Colello: Unfortunately, I don't they are sandbagging anymore. Since they've been doing this over the past few quarters, they've been darn close to the high-end of their guidance each time, but they've never really exceeded it by very much.

So, unfortunately, this $42 billion to $44 billion looks like that's going to be the range. If there was one quarter for them to have a blowout, it would've been this one, because the five 5s was so strong, because they had initial weekend sales. If you were going to pick a quarter where they were sandbagging, the December quarter would've been the one, and that wasn't the case.

Glaser: You mentioned a few new products up from the 5c to the Retina Mini. Are you surprised they haven't introduced more new products? They seem to have been teasing it for a long time, but we haven't seen any come to market. Is that a concern for you?

Colello: I'm not surprised, although we did get good commentary going back from what Tim Cook said a couple of quarters ago that there would be new product categories coming out in 2014. He reiterated that. So, it looks like there is something on the horizon. We don't necessarily model that. It's obviously hard to predict what the next new product is, whether it's wearables, whether it's TV. They've discussed iOS in the car as more of a software platform. So, I'm not necessarily expecting new hardware products for automobiles. But maybe that's on the table, so it remains to be seen.

Those are the areas where you'll be looking to perhaps provide some guidance, perhaps provide an uptick, especially after the stock being down after hours, obviously some pessimism. Maybe they do need that new product to bring back the spark a little bit.

Glaser: Given that it looks like we might have a pretty weak quarter coming up, then, does it really change your core thesis on the company? When you think about their competitive advantage, is it being eroded? Or are they just dealing with some short-term issues here?

Colello: It really doesn't. I think the real problem is that there is just very limited growth at this point. Growth is just not what is expected. … I view Apple with two levers: on the revenue pricing growth side versus profitability. I think they could get greater revenue growth if they cut prices on the 5c and 5s, but you go back to the same gross margin dollars, because by cutting prices you're taking a hit on profitability.

So, they either stay on the high end and make very good gross margins, but maybe growth is a little less than expected, or the other way around, they drive growth, but it's not very profitable. Either way, those are the dynamics that go into it.

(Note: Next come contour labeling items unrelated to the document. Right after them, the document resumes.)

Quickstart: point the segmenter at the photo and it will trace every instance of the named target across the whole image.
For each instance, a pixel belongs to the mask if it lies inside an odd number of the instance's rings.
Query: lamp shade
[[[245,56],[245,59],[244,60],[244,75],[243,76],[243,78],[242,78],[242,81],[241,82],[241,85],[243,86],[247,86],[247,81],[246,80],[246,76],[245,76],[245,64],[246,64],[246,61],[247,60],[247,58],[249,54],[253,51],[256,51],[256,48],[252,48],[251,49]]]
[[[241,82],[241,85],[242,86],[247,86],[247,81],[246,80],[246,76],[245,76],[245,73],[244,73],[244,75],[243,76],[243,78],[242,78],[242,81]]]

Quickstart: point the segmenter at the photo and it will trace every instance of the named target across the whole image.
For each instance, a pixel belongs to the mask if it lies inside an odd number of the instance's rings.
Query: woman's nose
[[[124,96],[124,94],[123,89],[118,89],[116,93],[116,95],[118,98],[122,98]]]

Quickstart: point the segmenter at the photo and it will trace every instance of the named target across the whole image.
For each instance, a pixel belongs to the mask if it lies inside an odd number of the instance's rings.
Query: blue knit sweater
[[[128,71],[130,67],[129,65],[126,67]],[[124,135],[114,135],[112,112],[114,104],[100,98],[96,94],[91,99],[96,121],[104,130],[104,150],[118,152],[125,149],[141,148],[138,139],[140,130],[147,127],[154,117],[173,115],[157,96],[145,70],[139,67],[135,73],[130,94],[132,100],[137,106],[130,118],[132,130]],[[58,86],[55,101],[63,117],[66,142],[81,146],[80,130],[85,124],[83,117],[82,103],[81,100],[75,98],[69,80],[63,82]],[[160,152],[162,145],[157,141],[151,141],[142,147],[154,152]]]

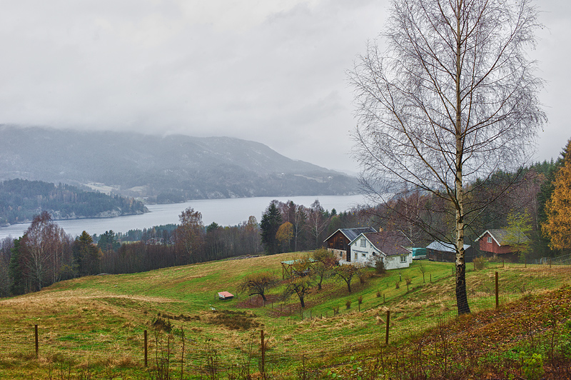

Nothing on the call really changes our long-term thesis on the company. We still think that Apple customers are loyal to the platform. There are switching cost away from the iOS platform. If I own an iPhone plus an iPad, it's harder for me to give up my iPhone and go to Android for various reasons--whether it's media ownership, whether it's syncing of photos, all sort of iCloud services. So we think that's still in-line.

Again, they sold 51 million iPhones in the quarter. So there was growth in the December quarter. There is growth from a year ago. They are still making sales to those loyal customers and the repeat customers. They are just not getting further growth than what's expected, and I still don't expect that to change. The way I think about Apple valuation is you have this underlying base of loyal customers, of people that will stay with the platform, all else equal, assuming Apple doesn't make a bomb of a product. But again these loyal customers that will stay with the platform will buy iPhones, iPads, Macs. We think there is still a base of that. It's just trying to gauge how much further growth there is beyond that in places like China and other emerging markets, and right now it just looks like it's a little less than anticipated.

Glaser: Brian, thanks for the update.

Colello: Thank you.

Glaser: For Morningstar, I'm Jeremy Glaser.